Actually, she enjoyed the stretch I gave her
that she held it for a few seconds. What a weirdo.

I'm sure a lot of it can be attributed to lack of riding, fresh Spring weather, the increased wildlife activity (a young boy stopped me on my ride and told me a bear had just wandered down the next street), and just the fact it's a bit of an old habit (here , here too...)

The thing about the behavior is that it will die down into the ride and she won't necessarily keep jigging after a few steps. She just kind of settles into this super fast walk. As we went about our ride, I started to slow her down with my seat and kind of laughed at how annoyed she got, because she noticed she was slowing down and wasn't sure how to get past it since I wasn't using the reins.

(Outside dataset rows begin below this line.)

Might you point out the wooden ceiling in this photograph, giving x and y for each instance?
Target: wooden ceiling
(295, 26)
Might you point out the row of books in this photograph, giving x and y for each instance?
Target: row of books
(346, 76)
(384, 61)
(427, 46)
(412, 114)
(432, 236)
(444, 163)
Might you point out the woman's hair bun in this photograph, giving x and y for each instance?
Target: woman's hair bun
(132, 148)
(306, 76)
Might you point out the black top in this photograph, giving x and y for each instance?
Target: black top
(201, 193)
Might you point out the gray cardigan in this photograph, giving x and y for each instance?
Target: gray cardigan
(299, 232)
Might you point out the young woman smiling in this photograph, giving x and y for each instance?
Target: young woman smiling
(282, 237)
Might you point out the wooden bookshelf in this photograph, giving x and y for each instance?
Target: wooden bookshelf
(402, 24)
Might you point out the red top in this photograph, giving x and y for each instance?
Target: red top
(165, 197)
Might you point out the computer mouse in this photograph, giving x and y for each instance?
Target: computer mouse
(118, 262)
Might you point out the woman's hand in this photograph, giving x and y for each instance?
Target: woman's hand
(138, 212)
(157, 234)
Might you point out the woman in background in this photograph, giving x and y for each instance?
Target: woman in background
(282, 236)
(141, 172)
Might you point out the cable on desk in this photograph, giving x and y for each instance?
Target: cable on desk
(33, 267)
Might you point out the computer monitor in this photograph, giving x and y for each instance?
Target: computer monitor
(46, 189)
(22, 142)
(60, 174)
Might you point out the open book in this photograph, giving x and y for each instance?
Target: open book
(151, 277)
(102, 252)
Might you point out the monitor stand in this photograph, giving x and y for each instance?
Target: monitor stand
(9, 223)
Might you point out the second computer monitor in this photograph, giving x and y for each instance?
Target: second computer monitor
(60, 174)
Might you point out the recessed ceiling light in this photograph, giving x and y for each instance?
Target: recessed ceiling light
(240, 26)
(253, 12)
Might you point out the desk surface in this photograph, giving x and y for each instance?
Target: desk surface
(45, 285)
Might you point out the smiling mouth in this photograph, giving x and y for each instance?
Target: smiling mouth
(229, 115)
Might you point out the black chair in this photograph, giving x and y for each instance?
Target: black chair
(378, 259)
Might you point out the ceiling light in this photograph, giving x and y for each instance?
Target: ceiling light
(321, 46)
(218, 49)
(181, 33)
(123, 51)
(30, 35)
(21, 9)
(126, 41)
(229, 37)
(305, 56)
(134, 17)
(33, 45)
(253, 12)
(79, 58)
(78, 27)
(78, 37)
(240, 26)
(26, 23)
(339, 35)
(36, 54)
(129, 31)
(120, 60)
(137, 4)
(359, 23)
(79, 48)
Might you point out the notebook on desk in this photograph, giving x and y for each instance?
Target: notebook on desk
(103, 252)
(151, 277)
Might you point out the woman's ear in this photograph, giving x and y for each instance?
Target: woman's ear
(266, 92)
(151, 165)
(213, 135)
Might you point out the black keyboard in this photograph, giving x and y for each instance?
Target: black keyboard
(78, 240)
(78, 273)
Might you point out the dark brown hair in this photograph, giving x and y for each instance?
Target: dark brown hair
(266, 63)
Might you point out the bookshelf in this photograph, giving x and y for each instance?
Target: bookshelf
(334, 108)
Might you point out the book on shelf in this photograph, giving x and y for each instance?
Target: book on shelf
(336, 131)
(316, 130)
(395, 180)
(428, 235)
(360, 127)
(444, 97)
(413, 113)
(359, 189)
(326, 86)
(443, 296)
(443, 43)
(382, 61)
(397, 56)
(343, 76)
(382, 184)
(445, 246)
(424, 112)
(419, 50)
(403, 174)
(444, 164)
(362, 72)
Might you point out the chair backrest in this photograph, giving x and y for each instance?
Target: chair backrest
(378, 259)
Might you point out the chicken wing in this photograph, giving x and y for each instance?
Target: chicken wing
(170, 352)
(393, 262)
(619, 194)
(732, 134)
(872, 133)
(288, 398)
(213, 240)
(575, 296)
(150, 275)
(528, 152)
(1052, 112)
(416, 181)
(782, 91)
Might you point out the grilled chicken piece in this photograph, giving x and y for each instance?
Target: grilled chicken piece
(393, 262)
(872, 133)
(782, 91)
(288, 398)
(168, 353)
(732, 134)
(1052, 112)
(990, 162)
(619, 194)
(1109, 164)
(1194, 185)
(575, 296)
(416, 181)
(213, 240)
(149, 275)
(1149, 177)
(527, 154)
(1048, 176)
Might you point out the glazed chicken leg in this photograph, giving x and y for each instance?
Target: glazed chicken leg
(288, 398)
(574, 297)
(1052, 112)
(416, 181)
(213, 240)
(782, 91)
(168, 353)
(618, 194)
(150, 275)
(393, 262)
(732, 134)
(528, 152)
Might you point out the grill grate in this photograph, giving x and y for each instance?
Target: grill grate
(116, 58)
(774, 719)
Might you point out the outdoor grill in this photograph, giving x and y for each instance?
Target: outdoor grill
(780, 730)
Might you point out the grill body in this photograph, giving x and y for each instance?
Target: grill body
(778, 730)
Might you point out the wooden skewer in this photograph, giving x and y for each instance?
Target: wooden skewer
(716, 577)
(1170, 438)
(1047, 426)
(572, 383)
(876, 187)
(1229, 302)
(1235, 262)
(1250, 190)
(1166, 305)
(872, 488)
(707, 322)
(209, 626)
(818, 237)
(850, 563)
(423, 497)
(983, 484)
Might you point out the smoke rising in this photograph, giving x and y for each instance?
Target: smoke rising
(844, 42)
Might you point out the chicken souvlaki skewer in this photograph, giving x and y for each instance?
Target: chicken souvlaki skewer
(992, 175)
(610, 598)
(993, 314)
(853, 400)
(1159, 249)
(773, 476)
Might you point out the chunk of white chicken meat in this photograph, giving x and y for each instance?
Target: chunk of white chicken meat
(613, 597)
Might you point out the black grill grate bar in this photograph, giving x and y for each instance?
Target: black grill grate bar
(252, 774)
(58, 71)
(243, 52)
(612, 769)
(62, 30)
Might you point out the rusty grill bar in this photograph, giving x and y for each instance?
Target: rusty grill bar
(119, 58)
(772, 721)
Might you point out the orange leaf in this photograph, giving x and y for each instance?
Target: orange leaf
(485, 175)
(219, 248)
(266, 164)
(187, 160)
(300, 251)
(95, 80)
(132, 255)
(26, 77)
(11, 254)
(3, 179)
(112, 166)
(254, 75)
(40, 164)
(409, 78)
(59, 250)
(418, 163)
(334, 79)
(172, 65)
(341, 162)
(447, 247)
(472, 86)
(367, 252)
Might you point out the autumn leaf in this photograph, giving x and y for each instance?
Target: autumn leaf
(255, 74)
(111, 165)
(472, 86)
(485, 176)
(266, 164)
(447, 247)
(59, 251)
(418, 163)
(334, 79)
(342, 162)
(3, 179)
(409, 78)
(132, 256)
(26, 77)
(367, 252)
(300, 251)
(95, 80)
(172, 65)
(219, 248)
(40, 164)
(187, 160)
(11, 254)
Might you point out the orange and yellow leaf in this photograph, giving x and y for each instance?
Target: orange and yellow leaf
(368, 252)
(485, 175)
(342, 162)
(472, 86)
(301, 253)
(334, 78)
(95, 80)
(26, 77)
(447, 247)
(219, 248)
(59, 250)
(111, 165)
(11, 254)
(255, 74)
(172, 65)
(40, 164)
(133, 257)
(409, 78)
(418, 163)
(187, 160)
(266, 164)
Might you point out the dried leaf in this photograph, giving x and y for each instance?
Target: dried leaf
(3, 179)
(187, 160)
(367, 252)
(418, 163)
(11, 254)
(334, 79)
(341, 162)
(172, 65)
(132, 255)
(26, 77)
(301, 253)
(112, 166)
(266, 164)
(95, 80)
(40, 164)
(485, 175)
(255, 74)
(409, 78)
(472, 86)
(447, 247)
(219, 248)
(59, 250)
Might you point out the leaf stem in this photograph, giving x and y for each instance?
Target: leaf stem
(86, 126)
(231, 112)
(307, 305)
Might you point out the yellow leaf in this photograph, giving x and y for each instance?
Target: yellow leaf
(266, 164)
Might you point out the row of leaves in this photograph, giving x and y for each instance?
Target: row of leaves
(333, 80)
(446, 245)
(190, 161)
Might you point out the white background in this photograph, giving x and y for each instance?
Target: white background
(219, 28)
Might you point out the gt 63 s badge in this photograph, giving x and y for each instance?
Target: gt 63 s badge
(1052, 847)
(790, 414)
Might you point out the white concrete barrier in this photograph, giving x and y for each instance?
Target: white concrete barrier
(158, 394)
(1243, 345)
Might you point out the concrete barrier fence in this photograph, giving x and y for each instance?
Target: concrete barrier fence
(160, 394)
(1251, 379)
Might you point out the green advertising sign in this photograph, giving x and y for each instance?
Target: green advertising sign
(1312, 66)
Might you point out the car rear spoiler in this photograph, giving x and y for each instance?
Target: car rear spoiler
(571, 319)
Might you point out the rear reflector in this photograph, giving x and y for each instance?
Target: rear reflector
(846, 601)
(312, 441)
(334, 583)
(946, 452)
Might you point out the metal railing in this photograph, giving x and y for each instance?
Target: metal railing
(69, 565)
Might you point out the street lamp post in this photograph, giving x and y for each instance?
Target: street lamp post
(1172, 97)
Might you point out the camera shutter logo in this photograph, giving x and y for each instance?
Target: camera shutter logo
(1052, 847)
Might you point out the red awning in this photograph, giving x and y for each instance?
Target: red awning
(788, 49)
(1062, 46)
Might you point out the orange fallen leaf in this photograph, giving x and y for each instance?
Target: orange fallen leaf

She didn't really mellow out much on the ride. She was walking, which was good, but still felt really "up" and bracey in my hands. So, I figured we'd walk back to the barn and drop off Spud. So I dismounted, chucked him into the paddock and went back to remount.


Wouldn't you know it.

Good lady.
She walked off like a trail pony - calm and quiet. She was a bit behind the leg because, "We were just home... didn't we just finish??" but complied with walking up and down the streets, leg yielding across the road and halting at the end of the driveway and waited until I told her she could go again. All without questioning and all without resistance.

This ride kind of highlighted to me just how much riding a young horse can vary - within the same ride I had two very different horses and I had to almost sigh and laugh at the whole thing.

She's a good baby horse. The waves will come and as they do, I've just got to learn to ride them out and not take them so damn personally.

Horses, am I right?


  1. Babies are the worst...and the best :) It's so, so hard to trust in yourself and be patient when they're trying out all the wrong answers repeatedly. You're doing great with her, she's well on her way to being a super solid citizen!

    1. It can be so tough to have that level of self-esteem in training a young horse when you don't have a consistent coach or access to an arena, etc. But, the obstacles we face aren't things that will prevent us from succeeding, they are just things we have to climb over and overcome :)

  2. Yes you are right. Horses live in the moment and babies even more so.

  3. Anxiety. ugh, can I ever relate. I have had some pretty high waves over here lately. But it is passing and luckily my horse is awesome and puts up with my nervous riding. As long as the carrots keep coming, she is happy to do the thing. Annie sounds pretty darn awesome too!

    1. Right?! It's such a bother!
      *hugs* It's funny how sometimes the horse can be the source of our anxiety, but also the immediate relief from it <3

  4. Absolutely. Living with PTSD is not easy, but I find the horses help big time.

  5. A baby horse is enough to give everyone some anxiety! So, I'm sure it's hitting you doubly hard. I think Annie is just right for you, though :)

    1. Half the time, my friends are like, "Uh... it's just her being a baby." And I'm like... oh.